Марья Гавриловна вздыхает.
— Вот вы поговорите с ними!
— Мне, право, все равно. По моему, большевички даже милы, вы не находите?
Муся смотрит почти дерзко. Страшно хочется поспорить с кем-нибудь, сказать особенное.
— Лена, правда милые? Мы их обучим танцовать, все дело только в том, чтобы большевичков танцам обучить, они отличные же кавалеры… Не находите? У нас гусар один, в совете, прямо прелесть! Он Лене нравиться… Глаза у него синие, и синие штаны. Чудесно? Коля, ты зачем сюда прилез? Нет, твое дело музыка, играй. Наталья Николаевна, дорогая, вальс со мной…
И мы, конечно, прошлись вальсом, а потом я с Леной танцовала, а потом и гости стали подъезжать — помещицы, попадья, учитель Петр Степаныч, и еще помещики, и видно было, что живут здесь ежедневно так — пусть гости уезжают, вместо них другие, а рояль пока звучит, и камин топится, о чем же думать.

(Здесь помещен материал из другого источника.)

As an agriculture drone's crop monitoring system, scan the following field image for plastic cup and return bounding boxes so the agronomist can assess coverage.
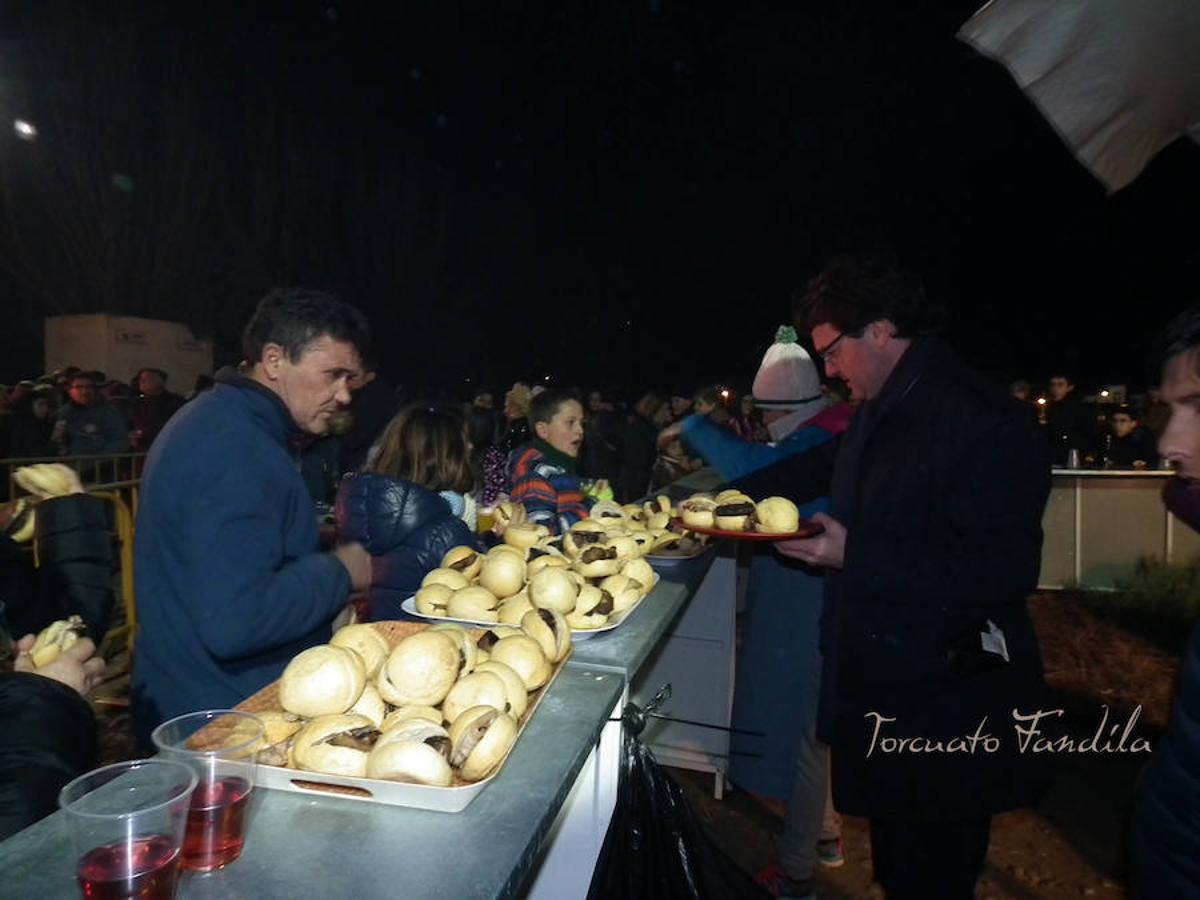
[59,760,197,900]
[150,709,263,872]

Учитель Петр Степаныч мне понравился: человек немолодой, застенчивый, чисто одетый, с мягкою бородкой.
— Во, смотрите, — говорила Марья Гавриловна: — из крестьян, в Ивановском, театр устроил ученический, любитель астрономии… конечно, долго здесь не просидит. Переведут повыше.
Улыбнулась.
— К нам все ходит. Мусю обучает астрономии. То-то наука… От Ивановского и в мороз, во вьюгу, нипочем…
Муся подлетела, ухватила его за руки.
— Фокс-трот? Петр Степаныч?
— Видите, что с ним выделывает? И всегда так.
Он ей шепнул что-то на ухо. В полутьме залы, где горела лампа на столе, с зеленым абажуром, да на рояле две свечи, я разглядела, всетаки, его лицо, глаза. Любовь, любовь! Да, от меня не скроешь. Легкое волнение прошло по мне.
Муся приостановилась, ко мне повернулась, под руку с Петром Степанычем. Он так же был все красен.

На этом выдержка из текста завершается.